- Segbwema, Sierra Leone Location in Sierra Leone
- Coordinates: 8°0′N 10°57′W﻿ / ﻿8.000°N 10.950°W
- Country: Sierra Leone
- Province: Eastern Province
- District: Kailahun District
- Chiefdom: Jaluahun Chiefdom

Population (2012)
- • Total: 16,532
- Time zone: UTC-5 (GMT)

= Segbwema =

Segbwema is a town in Kailahun District in the Eastern Province of Sierra Leone. The town is a major business and agricultural centre. Segbwema lies approximately 20 miles northeast of Kenema and about 225 miles south-east of Freetown (further by road). The population of Segbwema was 7,961 in the 2004 census with a current estimate of 16,532 .

The population of Segbwema is ethnically diverse, though the Mende people make up the majority of the population. Segbwema is home to the Nixon Memorial Hospital , one of the main hospitals in Kailahun District. The hospital serves Segbwema and its surrounding areas

==Geography==
Segbwema is a hilly town that is divided roughly in two by the small river Nyeya, which is a tributary of the Maleh river. The town belongs to and is the headquarters of Njaluahun chiefdom, a major chiefdom nestled between the Moa and Maleh rivers.
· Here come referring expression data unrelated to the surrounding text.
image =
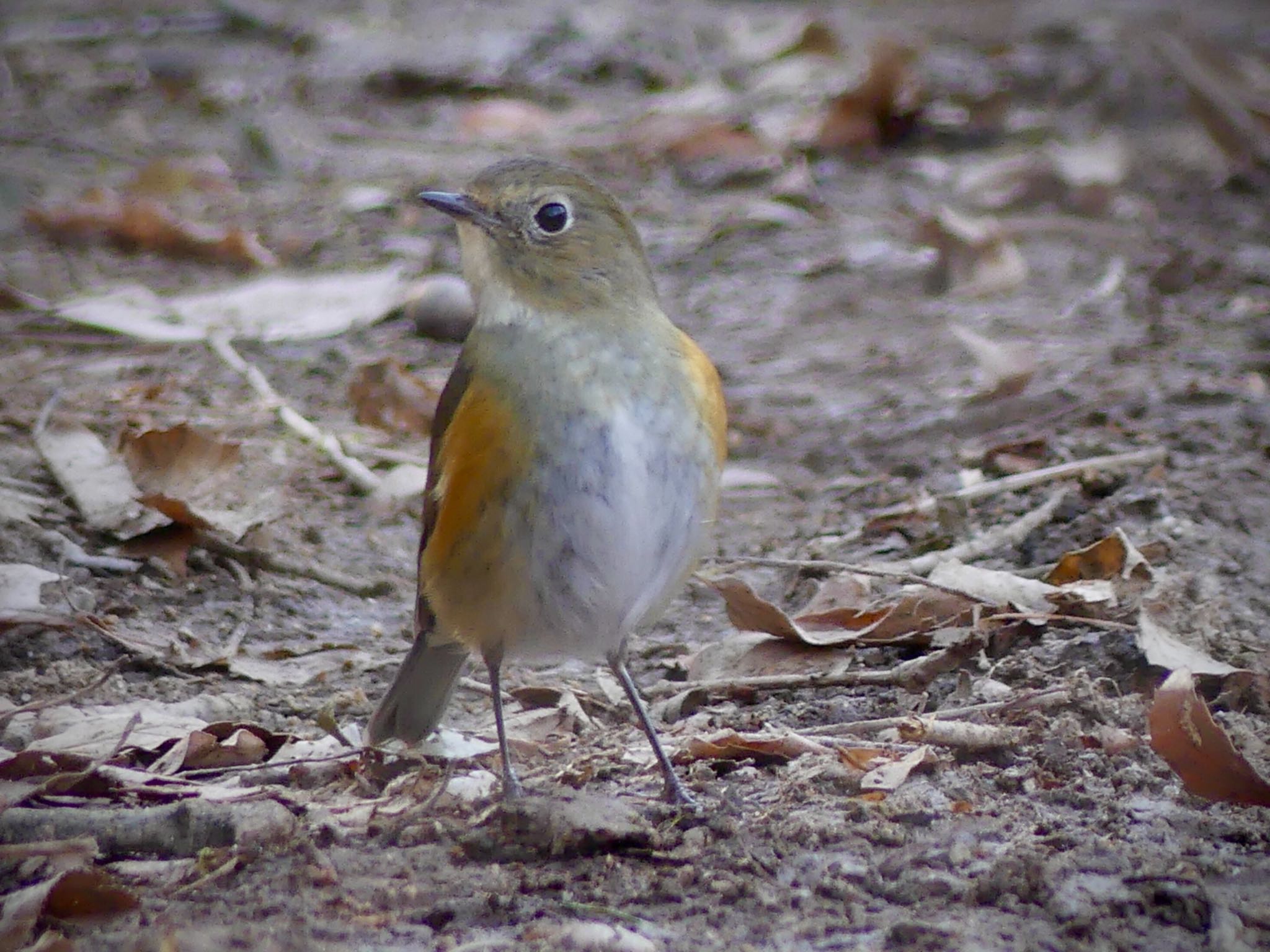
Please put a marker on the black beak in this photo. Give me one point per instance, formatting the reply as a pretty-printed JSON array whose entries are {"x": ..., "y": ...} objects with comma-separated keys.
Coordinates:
[{"x": 458, "y": 206}]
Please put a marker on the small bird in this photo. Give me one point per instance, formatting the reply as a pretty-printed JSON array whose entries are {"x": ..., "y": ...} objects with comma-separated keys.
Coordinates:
[{"x": 575, "y": 454}]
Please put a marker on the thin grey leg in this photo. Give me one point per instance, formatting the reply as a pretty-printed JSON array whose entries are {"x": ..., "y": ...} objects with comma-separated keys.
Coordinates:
[
  {"x": 512, "y": 787},
  {"x": 675, "y": 790}
]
Njaluahun is bounded by the eastern chiefdoms of Nongowa, Jawei and Kpeje.

==Demographics==
Most of the population of Segbwema belong to the Mende ethnic group who are the predominant tribal group in Eastern Sierra Leone. The Mende population of Segbwema are mainly concentrated in the Taima, Pendembulo, Kabalahun, Manina, Sosso Town, Largo Square and Nyekehun sections of the town. Madingo and Fula population represent the other main ethnic groups and they are mostly located in Konotown, which is arguably the largest section of Segbwema. The town's Temne population are mainly located in Sosso Town and Kono town. The Limba population of Segbwema are located at the four main entrances to Segbwema; Largo Square, Kabalahun, Sosso town and the Segbwma-Daru road. Segbwema also has ethnic Hausa, Konyanka and Krio populations. The reason for the multi-ethnic nature of Segbwema is that it was a major trading center and railway station during the heyday of the Sierra Leone railway as it was the last major rail town in the Eastern Province. Segbwema also had the best health care center in the Eastern province, the Nixon Memorial Methodist Hospital. A number of people came to work at Nixon and made the town their home.
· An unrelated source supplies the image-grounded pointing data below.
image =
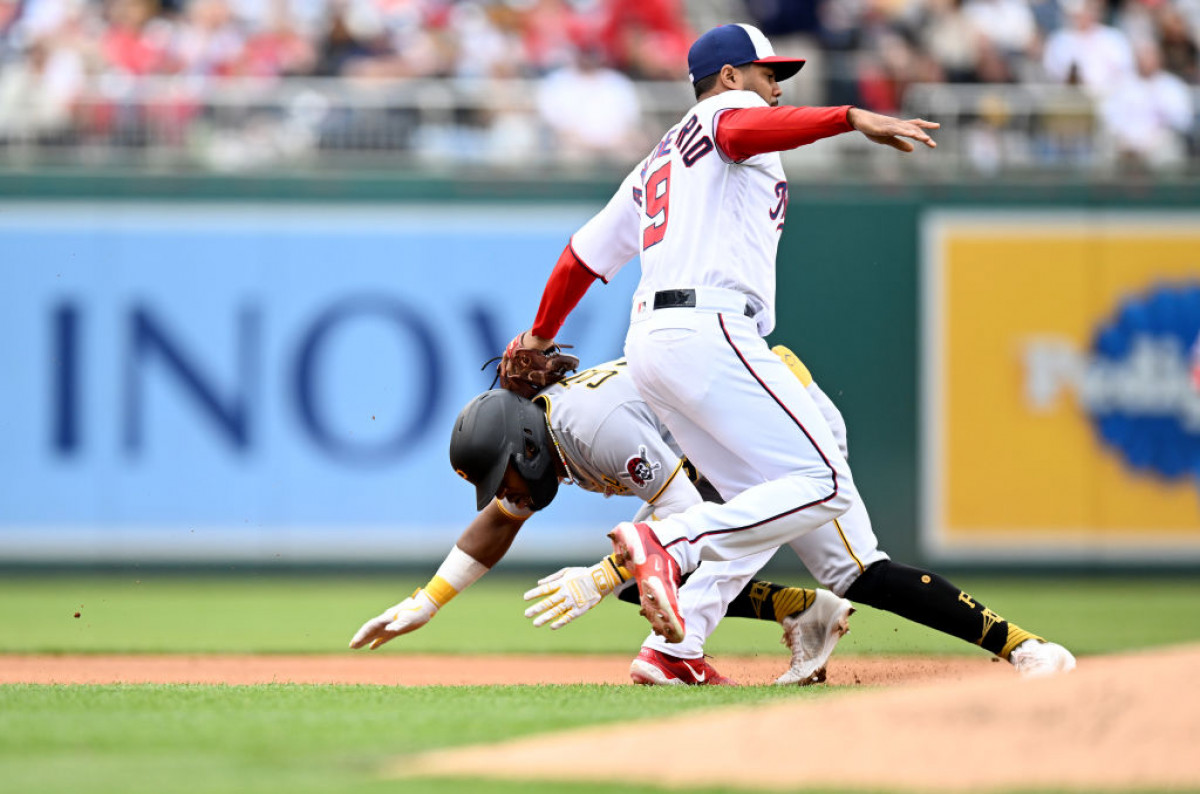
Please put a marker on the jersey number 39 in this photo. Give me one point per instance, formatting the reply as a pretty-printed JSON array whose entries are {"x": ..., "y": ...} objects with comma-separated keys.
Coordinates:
[{"x": 658, "y": 200}]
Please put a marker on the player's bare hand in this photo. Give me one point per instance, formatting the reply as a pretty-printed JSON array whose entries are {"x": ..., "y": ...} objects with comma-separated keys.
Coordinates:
[
  {"x": 408, "y": 615},
  {"x": 564, "y": 596},
  {"x": 898, "y": 133}
]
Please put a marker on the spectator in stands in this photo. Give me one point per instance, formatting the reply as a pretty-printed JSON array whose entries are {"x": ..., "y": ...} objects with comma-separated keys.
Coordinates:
[
  {"x": 592, "y": 110},
  {"x": 647, "y": 38},
  {"x": 137, "y": 40},
  {"x": 277, "y": 44},
  {"x": 1150, "y": 114},
  {"x": 1177, "y": 41},
  {"x": 1087, "y": 52},
  {"x": 351, "y": 42},
  {"x": 1007, "y": 29},
  {"x": 951, "y": 40},
  {"x": 208, "y": 40}
]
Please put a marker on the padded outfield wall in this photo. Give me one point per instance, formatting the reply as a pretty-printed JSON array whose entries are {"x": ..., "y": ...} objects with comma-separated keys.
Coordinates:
[{"x": 264, "y": 371}]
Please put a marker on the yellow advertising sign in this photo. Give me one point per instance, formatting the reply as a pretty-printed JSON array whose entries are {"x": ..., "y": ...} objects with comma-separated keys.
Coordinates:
[{"x": 1059, "y": 416}]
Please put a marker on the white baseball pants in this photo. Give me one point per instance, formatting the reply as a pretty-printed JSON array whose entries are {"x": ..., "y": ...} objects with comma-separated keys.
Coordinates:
[{"x": 745, "y": 421}]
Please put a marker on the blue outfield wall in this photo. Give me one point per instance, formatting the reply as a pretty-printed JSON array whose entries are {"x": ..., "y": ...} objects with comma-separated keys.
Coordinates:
[
  {"x": 265, "y": 370},
  {"x": 201, "y": 383}
]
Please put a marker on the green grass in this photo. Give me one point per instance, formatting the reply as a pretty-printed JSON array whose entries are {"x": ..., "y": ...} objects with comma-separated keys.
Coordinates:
[
  {"x": 285, "y": 738},
  {"x": 295, "y": 739},
  {"x": 315, "y": 614}
]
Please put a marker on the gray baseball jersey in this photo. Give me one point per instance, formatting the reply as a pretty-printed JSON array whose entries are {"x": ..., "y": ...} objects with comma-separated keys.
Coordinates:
[{"x": 613, "y": 445}]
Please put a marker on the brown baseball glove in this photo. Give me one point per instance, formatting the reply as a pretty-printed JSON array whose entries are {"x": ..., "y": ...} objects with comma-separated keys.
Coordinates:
[{"x": 527, "y": 371}]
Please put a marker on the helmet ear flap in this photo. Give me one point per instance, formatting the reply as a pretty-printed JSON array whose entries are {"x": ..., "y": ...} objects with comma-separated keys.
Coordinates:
[{"x": 537, "y": 464}]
The various ethnic groups have existed in the town for decades without any significant problems. Segbwema, though it is a rural town, has a truly metropolitan feel as all the various groups have a strong sense of community and citizenship. Everybody participates without fear in the internal politics of the town and intermarriages has also strengthened tribal affiliations. One major reason for this close-knit multi-ethnicity is that everybody in Segbwema speaks Mende and almost all speak Krio. As with most parts of Sierra Leone, the Krio language of the Sierra Leone Creole people is by far the most widely spoken language in Segbwema and is the primary means of communication in the city. In essence there is no communication problem among the different communities. Segbwema is also unique in that every ethnic group is allowed to serve in the administration of the town, either as chiefs or as tribal authorities.
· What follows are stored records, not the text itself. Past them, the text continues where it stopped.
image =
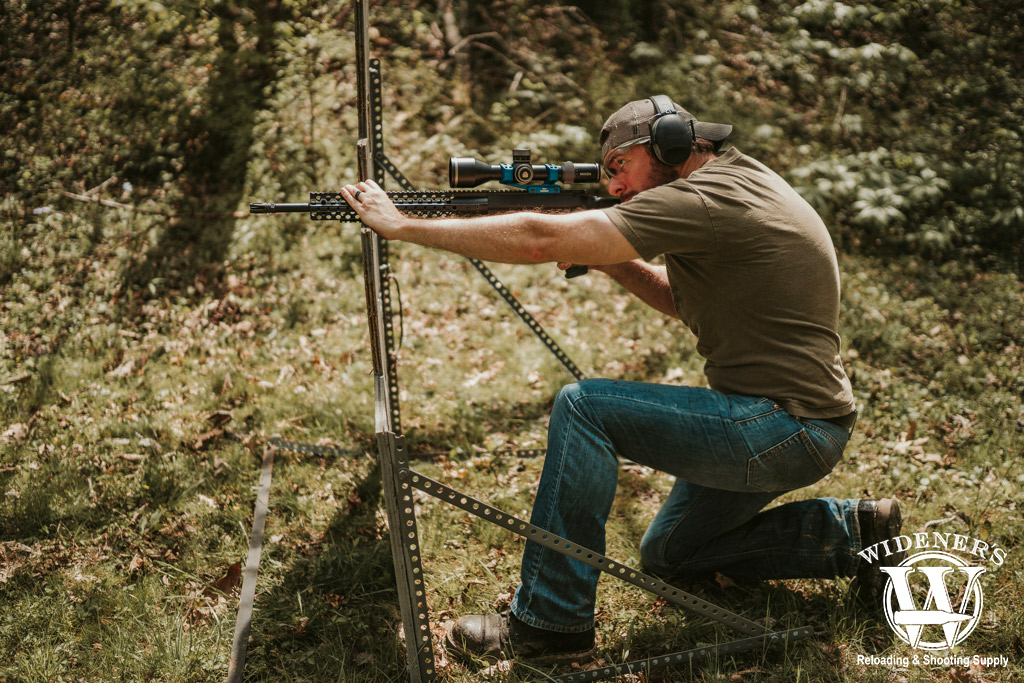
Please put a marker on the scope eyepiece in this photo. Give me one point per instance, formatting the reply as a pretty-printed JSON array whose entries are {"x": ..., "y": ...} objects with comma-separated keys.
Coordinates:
[{"x": 468, "y": 172}]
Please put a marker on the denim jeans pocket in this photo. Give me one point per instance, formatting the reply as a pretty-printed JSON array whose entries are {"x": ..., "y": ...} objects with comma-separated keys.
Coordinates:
[{"x": 792, "y": 464}]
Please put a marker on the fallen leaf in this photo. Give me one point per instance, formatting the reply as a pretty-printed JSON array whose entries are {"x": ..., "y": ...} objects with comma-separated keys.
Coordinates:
[
  {"x": 226, "y": 583},
  {"x": 219, "y": 418},
  {"x": 16, "y": 432},
  {"x": 723, "y": 581},
  {"x": 204, "y": 439}
]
==Destruction during civil war==
As most of the major towns in rural Sierra Leone, Segbwema was heavily destroyed during the civil war. Most of the developments we were proud of: our secondary schools, Wesley and Holy Ghost, our police station and police barracks, the Nixon Memorial Hospital, the Nixon nursing Schools, the Standard bank and a number of other landmarks were burnt down by rebels of the RUF.

==Other Segbwemas==
Sierra Leone has another, smaller town of the same name in the Southern Province.